Home Made German Strollen
|Active dry yeast/1 1/2 teaspoons active dry yeast||1⁄8 Ounce (1/2 Cake Compressed)|
|Warm milk||2⁄3 Cup (10.67 tbs)|
|Sifted all purpose flour||2 Cup (32 tbs)|
|Grated lemon rind||1 Tablespoon|
|Chopped candied peel||1⁄3 Cup (5.33 tbs)|
|Currants||1⁄3 Cup (5.33 tbs)|
|Raisins||1⁄3 Cup (5.33 tbs)|
|Chopped blanched almonds||1⁄4 Cup (4 tbs)|
|Egg||1⁄2 , well beaten|
|Confectionery sugar||2 Tablespoon|
Stir the yeast and 1/4 teaspoon sugar into the warm milk until well mixed, then add 1/2 cup of the flour.
Cover and leave in a warm place until mixture is frothy.
This will take about 20 minutes for compressed yeast and 30 minutes for dry yeast.
Mix the remaining flour with the salt and rub in the margarine until it resembles fine breadcrumbs; then add all the prepared fruit and nuts.
Add the yeast batter and the beaten egg to the flour and mix thoroughly to give a fairly soft dough.
Turn the dough out onto a lightly floured surface and knead for about 10 minutes until it is smooth and no longer sticky.
Try not to add any extra flour.
Place the dough in a lightly oiled plastic bag and loosely tie the ends.
Leave it to rise until doubled in size.
This will take 45-60 minutes in a warm place, or about 2 hours at room temperature.
Turn the risen dough onto a lightly floured surface, punch down and knead for about 3 minutes until smooth.
Roll out the dough to a flat oval shape about 9 inches by 7 inches then mark a dent lengthwise with the rolling pin.
Fold the dough over like folding an omelette, then place it on a greased baking sheet.

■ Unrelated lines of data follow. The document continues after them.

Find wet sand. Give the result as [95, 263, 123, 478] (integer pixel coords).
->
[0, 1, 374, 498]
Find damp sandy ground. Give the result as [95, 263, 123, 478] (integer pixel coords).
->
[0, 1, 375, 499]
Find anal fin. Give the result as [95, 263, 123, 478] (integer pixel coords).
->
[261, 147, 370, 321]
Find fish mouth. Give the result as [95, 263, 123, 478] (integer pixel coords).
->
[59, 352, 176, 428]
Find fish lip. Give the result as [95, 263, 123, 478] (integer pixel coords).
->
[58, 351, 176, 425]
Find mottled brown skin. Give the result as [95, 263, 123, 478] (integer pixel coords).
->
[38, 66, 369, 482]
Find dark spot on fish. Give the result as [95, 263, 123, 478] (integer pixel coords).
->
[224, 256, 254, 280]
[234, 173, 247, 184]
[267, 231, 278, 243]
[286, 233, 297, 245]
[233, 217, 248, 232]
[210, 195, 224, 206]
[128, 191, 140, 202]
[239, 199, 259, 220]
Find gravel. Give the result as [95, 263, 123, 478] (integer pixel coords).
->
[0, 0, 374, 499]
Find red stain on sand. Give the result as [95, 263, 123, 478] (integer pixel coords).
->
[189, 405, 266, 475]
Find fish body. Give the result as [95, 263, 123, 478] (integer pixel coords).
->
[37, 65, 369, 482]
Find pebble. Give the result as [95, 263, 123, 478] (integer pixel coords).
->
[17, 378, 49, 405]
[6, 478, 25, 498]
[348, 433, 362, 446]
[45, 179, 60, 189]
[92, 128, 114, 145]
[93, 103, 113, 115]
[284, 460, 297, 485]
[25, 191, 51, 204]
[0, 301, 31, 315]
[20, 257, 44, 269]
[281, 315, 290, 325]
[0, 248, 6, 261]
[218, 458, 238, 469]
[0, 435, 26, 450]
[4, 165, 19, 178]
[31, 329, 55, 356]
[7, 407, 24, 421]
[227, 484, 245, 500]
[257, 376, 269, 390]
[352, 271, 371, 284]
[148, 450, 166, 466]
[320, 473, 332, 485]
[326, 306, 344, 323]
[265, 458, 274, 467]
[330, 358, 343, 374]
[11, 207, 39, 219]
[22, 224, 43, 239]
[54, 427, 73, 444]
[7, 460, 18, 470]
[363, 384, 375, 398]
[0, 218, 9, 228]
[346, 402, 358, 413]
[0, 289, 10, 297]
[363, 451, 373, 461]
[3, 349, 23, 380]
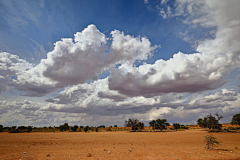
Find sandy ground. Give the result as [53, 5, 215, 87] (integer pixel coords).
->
[0, 129, 240, 160]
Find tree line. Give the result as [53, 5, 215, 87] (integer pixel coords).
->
[0, 113, 239, 133]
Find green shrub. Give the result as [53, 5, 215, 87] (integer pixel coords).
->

Cover the Stollen with oiled plastic wrap and leave to rise in a warm place for about 40 minutes until doubled in size.
Bake toward the top of a moderately hot oven (400°F) for about 30 minutes until it is well risen and browned.
Place on a cake rack and leave to cool.
Dust thickly with confectioners' sugar before serving.